Luego dejó escapar una risita fúnebre.

—¡La dignidad humana! —se lamentó—. ¡Qué asco!

—Hay dos formas de prostitución —dijo entonces Bernini—: la reglamentada y la clandestina. Ésta de aquí es...

—¡Ándate al diablo! —le gritó Samuel Tesler—. ¡Son dos nombres científicos de la ignominia!

Schultze se inclinó hacia un Buenosayres ensimismado.

—El judío asoma la oreja —le susurró—. Ahora nos viene con su lloriqueo moral.


Mea culpa
—gruñó un Buenosayres lacónico.

Pero Bernini estaba en su materia.

—Será una ignominia —dijo—, pero una ignominia necesaria. ¡Yo quisiera saber adonde iríamos a parar sin esta ignominia!

La cabeza parlante de doña Venus giró hacia los interlocutores.
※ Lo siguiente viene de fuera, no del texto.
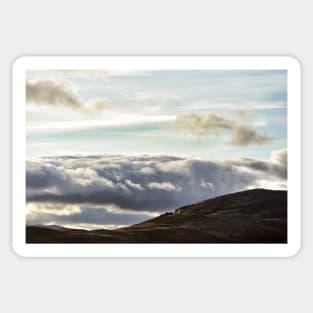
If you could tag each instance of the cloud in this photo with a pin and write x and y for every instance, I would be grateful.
(275, 168)
(244, 135)
(145, 183)
(60, 93)
(211, 124)
(88, 216)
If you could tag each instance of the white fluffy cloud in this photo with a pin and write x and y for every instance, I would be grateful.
(145, 183)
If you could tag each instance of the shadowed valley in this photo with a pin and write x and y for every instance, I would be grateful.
(251, 216)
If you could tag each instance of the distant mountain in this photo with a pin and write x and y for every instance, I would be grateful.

—Ahí está la madre del borrego —cacareó mecánicamente.

—¡Hum! —observó Adán—. ¿Existe alguna ignominia necesaria?

El petizo Bernini lo miró con asombro. Después, haciendo gala de una riqueza estadística verdaderamente agobiadora, se refirió a la falange de hombres extranjeros que nos habían traído, no sólo su trabajo útil, sino también su peligrosa soledad o soltería (y aquí Bernini subrayó el parentesco etimológico de uno y otro vocablo). Con tintas negras pintó lo mucho que arriesgaba una sociedad frente a esa turbamulta de varones expatriados y solos; y las abominables figuras del adulterio, la violación y el estupro desfilaron con marcialidad en la perorata de aquel sociólogo enardecido. Pero al instante mencionó esas «válvulas de seguridad» que algunos espíritus retrógrados habían calificado recién de ignominiosas; alabó esos institutos humildes que, como este mismo en que se hallaban ahora, cumplían anónimamente una misión tan imprescindible como secreta. Y al punto, las figuras abominables del adulterio, la violación y el estupro huyeron con el rabo entre las piernas; y la sociedad amenazada respiró al fin.

Era de creer que una ovación estruendosa premiaría el discurso del sociólogo Bernini. Pero no sucedió así: Adán Buenosayres lo había reprobado en toda su anchura; y Samuel, el filósofo, volviendo inesperadamente al ritmo dionisíaco, saludó su final con un borbotón de risa que logró en el vestíbulo sonoras imitaciones. Con todo, aún faltaba el juicio de la cabeza parlante:

—Es un enano charlatán —sentenció doña Venus en tono melifluo—. Si lo dejan hablar, no lo ahorcan.

El petizo Bernini afrontó con dignidad las nuevas risas que suscitara el oráculo, y decidió pulsar una cuerda más viva: habló entonces de la juventud inexperta, de las aberraciones en que una educación sexual descuidada puede inducir a los adolescentes, de la República joven y la sagrada virilidad de sus hijos. Y cuando todos veían entenebrecerse ya el horizonte augusto de la patria, he ahí que Bernini lo despejó lindamente, recurriendo a sus famosas «válvulas de seguridad». Fuerza es decir que, al nombrarlas de nuevo, el petizo desencadenó un huracán de risas cuya violencia hizo arrugar la frente de doña Venus y arrancó al Gasista de su éxtasis.